Although milk production per cow will be somewhat decreased on pasture when compared to feeding in confinement, per-cow costs of milk production also decrease when dairy farms turn to managed rotational grazing and maximize cow numbers per acre. Well-managed rotational grazing reduces feed costs and can be accomplished with low overhead costs, as cows can realistically spend most of their time outdoors – with shelter available for muddy conditions and extreme weather.

Feed efficiency is captured by maximizing nutrient intake via rotational grazing, along with “smart supplementation” with grains. Making milk from pasture focuses on allowing the cows to feed themselves. When pasture forage intake is maximized, more cows can be fed from the same acreage. Since cows are outside, cow numbers can potentially be increased up to the carrying capacity of the land. If cows are not housed in the barn but are outwintered in a sheltered bedded pack, housing would not be a limiting factor, and infrastructure costs could be minimized.

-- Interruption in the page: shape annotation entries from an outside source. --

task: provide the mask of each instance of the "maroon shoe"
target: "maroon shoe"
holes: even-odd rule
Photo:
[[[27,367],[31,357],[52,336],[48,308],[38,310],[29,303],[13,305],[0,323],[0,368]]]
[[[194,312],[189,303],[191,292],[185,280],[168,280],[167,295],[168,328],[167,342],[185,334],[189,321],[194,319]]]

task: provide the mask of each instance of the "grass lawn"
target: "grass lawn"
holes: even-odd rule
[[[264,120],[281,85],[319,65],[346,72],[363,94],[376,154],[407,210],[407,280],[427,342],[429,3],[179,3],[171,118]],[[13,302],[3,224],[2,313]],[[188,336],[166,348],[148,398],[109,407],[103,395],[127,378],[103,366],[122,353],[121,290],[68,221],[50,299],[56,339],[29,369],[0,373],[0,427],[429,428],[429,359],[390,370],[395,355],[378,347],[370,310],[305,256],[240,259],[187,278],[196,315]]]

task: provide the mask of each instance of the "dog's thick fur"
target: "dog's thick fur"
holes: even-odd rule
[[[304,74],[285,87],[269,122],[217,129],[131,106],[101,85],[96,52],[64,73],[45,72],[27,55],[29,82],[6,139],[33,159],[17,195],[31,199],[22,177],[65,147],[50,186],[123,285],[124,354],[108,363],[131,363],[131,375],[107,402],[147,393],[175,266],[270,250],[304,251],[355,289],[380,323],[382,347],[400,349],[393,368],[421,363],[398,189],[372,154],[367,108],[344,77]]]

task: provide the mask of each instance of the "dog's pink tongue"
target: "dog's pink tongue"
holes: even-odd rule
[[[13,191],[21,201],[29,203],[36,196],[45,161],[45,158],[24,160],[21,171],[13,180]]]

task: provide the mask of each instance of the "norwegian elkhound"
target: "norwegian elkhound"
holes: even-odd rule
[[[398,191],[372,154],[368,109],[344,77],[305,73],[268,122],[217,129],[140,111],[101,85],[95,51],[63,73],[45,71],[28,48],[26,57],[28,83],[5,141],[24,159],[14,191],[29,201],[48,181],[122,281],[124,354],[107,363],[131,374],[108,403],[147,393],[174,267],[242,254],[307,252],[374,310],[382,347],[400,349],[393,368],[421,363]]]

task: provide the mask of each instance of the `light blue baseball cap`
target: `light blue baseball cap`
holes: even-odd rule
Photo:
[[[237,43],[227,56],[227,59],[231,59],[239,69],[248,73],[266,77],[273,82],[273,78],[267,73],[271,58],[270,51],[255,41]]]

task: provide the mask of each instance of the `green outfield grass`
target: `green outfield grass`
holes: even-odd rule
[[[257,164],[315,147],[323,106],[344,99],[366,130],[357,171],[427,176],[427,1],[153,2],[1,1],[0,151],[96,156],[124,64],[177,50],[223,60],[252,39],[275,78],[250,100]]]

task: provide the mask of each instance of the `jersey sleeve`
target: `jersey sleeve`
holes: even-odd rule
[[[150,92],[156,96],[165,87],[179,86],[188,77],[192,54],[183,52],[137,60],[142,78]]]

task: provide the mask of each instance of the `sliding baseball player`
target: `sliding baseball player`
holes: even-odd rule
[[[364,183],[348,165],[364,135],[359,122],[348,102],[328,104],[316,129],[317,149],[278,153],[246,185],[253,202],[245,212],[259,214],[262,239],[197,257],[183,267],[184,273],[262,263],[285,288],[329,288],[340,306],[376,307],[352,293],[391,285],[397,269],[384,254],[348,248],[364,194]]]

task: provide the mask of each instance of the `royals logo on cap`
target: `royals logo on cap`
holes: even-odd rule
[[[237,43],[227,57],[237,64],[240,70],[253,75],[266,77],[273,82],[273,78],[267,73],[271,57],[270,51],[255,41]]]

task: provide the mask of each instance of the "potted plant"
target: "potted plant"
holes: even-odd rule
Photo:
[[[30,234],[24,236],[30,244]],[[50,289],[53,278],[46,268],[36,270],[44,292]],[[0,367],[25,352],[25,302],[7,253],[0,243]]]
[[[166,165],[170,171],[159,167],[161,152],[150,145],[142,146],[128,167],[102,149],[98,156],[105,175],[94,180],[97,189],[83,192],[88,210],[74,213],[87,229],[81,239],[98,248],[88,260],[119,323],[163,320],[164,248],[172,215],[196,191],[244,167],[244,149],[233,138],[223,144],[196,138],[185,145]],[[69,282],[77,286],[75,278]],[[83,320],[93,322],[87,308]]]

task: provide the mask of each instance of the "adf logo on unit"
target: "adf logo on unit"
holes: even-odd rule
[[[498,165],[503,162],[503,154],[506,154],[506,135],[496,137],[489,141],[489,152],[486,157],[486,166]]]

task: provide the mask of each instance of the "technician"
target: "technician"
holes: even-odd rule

Labor efficiency is gained by reducing the need for feed mixing, feed push-ups, bedding and manure management tasks as cows are on pasture. But the most important aspect of labor efficiency in this system may be from having a “high throughput milking system, which lets you milk cows more quickly,” Winsten says. A swing parlor can allow one person to milk 80-100 cows per hour. If you can milk cows quickly, adding cows doesn’t have to add significantly to labor costs or time spent milking.

Winsten believes many dairy farms in the Northeast are capable of managing 200 or more cows with the LHLO system. When purchasing grain and stored forage from off-farm, 200 cows could be managed on 300 acres of pasture – approximately 1 and 1.5 acres per cow. Although land is limited in the region, he envisions that those with access to more land could readily manage larger herds by utilizing the LHLO system.

Because the system depends upon some economies of scale – including running more head through the milking system to get a lower per-cow cost, without adding any significant overhead costs – small herds would most likely not capture the cost-saving inherent in the system.

Seasonal calving is another aspect of the system which isn’t mandatory but would make sense for most farms. Seasonal calving adds labor efficiency, so calf rearing isn’t required year-round. Spring calving allows grazing herds to match nutrient needs with forage availability. Dairy cow nutrient requirements are at their highest level 60 days postpartum. With spring calving, the maximum nutrient availability from pasture forages will be most available when the milking herd needs it.

Winsten, who is with the nonprofit Winrock International, has been working with an expert panel of farmers, both in the Northeast and the Upper Midwest, as well as financial experts, to develop representative financial statements. His financial analysis, using milk and feed prices over the past 10 years, has shown that the average net farm income, after paying an acceptable salary to the owner/operator, tends to be around $1.40 per cwt in the LHLO dairy grazing system.

Winsten sees the LHLO dairy grazing system as an opportunity for flexibility, with less investment tied up in dairy-specific infrastructure. When milk prices are low, a dairy could opt to shift to dairy beef or to raise heifers, rather than focus on maximizing milk production and adding cows.

“The large-herd, low-overhead dairy grazing system seems to have the potential to reduce both direct and overhead costs of production, and together that is decreasing the total cost of production through the year, and making the farm more nimble to adjust to swings in milk pricing,” Winsten says. “You can, ideally, make much better decisions, based on profitability.”